One result of the devaluing dollar global currency standard has been a massive increase in the price of commodities – agriculture goods rose 20%, metals by 300%, and fuel by 500%. Of course, there are other factors involved in the rise of commodity prices, including rising demand and tighter supply, and dysfunctional too speculative driven market structures, however, after the dollar rose in response to the Great Financial Panic and then began to fall again, the correlation between rising commodity prices and the falling dollar once again proceeded in lockstep.

In the last four decades, for the first time in history, we have created a completely relative monetary system, where currencies are untethered from any standard, and priced by being bought and sold through jokingly loose regulated trading.
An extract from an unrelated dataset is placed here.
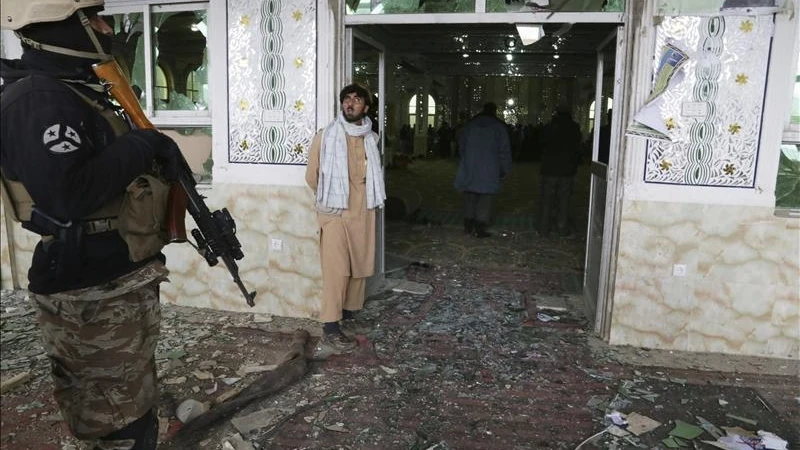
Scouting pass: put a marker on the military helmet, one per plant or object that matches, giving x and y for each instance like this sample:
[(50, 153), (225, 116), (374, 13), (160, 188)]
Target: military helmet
[(24, 16), (18, 13)]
This creates two problems. First, as currencies become value relative, they lose their ability to provide vigorous price signals, thus undermining one of laissez faire’s cherished orthodoxies, the pricing system, and creating distortions in valuing the real economy. One only needs to look at the volatility of the commodity sector in the last ten years to understand the impact of monetary relativity. Just as all other aspects of economic financialization, monetary relativity has been advantageous for one group – traders, Wall Street. It has been harmful to the real economy.

Secondly and most urgently, the break down of, or call it the “financial innovation” of fixed currency standards, and their replacement with distorted relative values derived from a dysfunctional trading system, has created a situation of increasing currency instability, susceptible to violent swings. Just as we saw in the recent financial panic, currency markets have been deregulated and untethered, while on top of them lie trillions of dollars in derivatives tied to currency values, interest rates, government bond prices etc,

in which a period of sharp currency volatility or panic could cause great damage. This volatility would not need to be instigated by a sharp decline or rise in the dollar, though that would serve the purpose, it might also be catalyzed simply by a short period of sharp fluctuating currency values, that were large enough to begin a series of events where parties could not meet their obligations, such as the recent failure of AIG, but in amounts and damages to the system that would dwarf the AIG fiasco.

Now, as stated in the beginning, central banks by controlling volume of a currency and taking active roles in buying and selling, also contribute to a currency’s value. In the last two years, we have seen unprecedented and extraordinary moves by the Fed and many other central banks to flood the system with money in an attempt to fight the deflationary results of a popped financial bubble, in part caused by the devaluing dollar. The action of the Fed has created new inflationary asset bubbles across the globe; in commodity markets, housing values in China, and stock markets. It has made the pricing mechanism already distorted from years of monetary relativity, all the more so. It is the equivalent of dumping gasoline on a thick forest with decades of dead undergrowth, all that’s missing is a spark.